Minimum wage economics: how economists got it wrong
With economists guiding political decisions and reducing "the complexities of the real world . . . to a few variables on a chalkboard", by the 1990s, the UK was the only major industrialized country without a minimum wage. Here, author and New York Times journalist Binyamin Appelbaum, explains why.
In the 1990s, economists were sure that the introduction of a minimum wage would send unemployment rates soaring, and had the government largely convinced. The experts, however, were wrong.
The minimum wage has proven to be a force for positive change since it was enshrined in UK law in 1999, with both major parties eager to take credit for this economically sound policy during the 2019 general election. Yet due to the counsel of free-market economists, in the ‘90s, the UK had been the only major industrialized country without one. Here, Binyamin Appelbaum, author and acclaimed New York Times journalist, explains why.

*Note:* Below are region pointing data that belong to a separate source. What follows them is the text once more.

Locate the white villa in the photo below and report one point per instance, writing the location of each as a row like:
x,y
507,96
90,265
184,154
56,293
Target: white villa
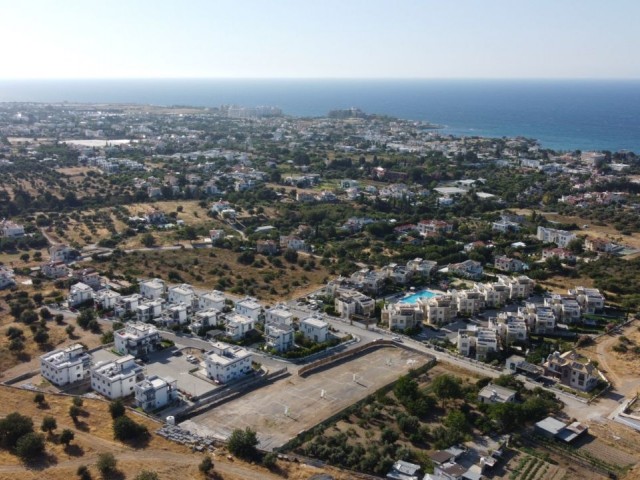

Binyamin’s first book, The Economists’ Hour, is the story of how economists reshaped the modern world by championing the rise of free markets at the expense of economic equality, of the health of liberal democracy, and future generations.
During most of the 1990s, the United Kingdom was the only major industrialized country that did not impose a minimum wage requirement on employers. And the short version of the story is that economists convinced Margaret Thatcher and other members of the Conservative Party’s leadership that minimum wage laws were bad for workers.
At the time, it was hard to find an economist who had a good word to say about minimum wage laws.
Economists reasoned that companies had only so much money and, if required to pay higher wages, would generally employ fewer workers. A policy intended to help workers instead would result in higher unemployment.
The audience for this kind of theory had once consisted almost entirely of other economists, distinguished by their collective confidence that the complexities of the real world could be meaningfully reduced to a few variables on a chalkboard. But in the second half of the twentieth century, economists who preached the virtues of unfettered markets won the ear of policymakers, first in the United States and then in the United Kingdom and other countries. They said that reducing the government’s role in managing economic conditions would produce faster economic growth, lifting all boats.
The United Kingdom had been one of the first countries to impose minimum wage requirements, beginning in the late nineteenth century. Rather than a statutory minimum wage, the government relied on unions to negotiate minimum wage standards in major industries, and it created “wage councils” to perform the same role for other workers.
This system began to crumble in the late 1960s. As the economy shifted away from mining and manufacturing, unions began to lose their hold. In other nations, as unions declined, the government stepped in as the primary protector of workers, setting a national minimum wage: The Netherlands in 1969, France in 1970 and Spain in 1980. In the UK, however, the unions still maintained enough power to successfully oppose a national minimum as a threat to their own relevance.
Under Thatcher, the government broke the power of the unions even as it gradually eliminated the wage councils. By 1993, the old system was all but gone – and nothing had taken its place. Thatcher, in her memoirs, celebrated the United Kingdom’s move toward more flexible labour markets. Employers were free to pay as little as they liked.
But free-market economists were wrong about minimum wage laws. A groundbreaking study published in 1993 by the American economists David Card and Alan Krueger examined the effects of a minimum wage increase in the state of New Jersey and found no evidence of an increase in unemployment. The old theory did not align with reality.
That paper, and a wave of similar studies that followed, were embraced by the Labour Party, which had decided to back a national minimum wage. After the 1997 elections, Labour established a minimum wage, which took effect in April 1999 despite the warnings of Tory leader David Cameron that it “would send unemployment straight back up.”
Two decades later, Labour’s decision to defy the wisdom of economists is widely regarded as a winner.
It is now well-established and accepted by all of the UK’s major political parties that the government can maintain low unemployment while mandating a minimum level of pay. Prime Minister Boris Johnson campaigned last year on the promise that he would deliver a significant increase in the minimum wage, and his government announced in December that it would raise what is now called the “national living wage” to £8.72 an hour at the beginning of April.
Markets are not states of nature. They are human creations, and by writing better rules we can produce better outcomes.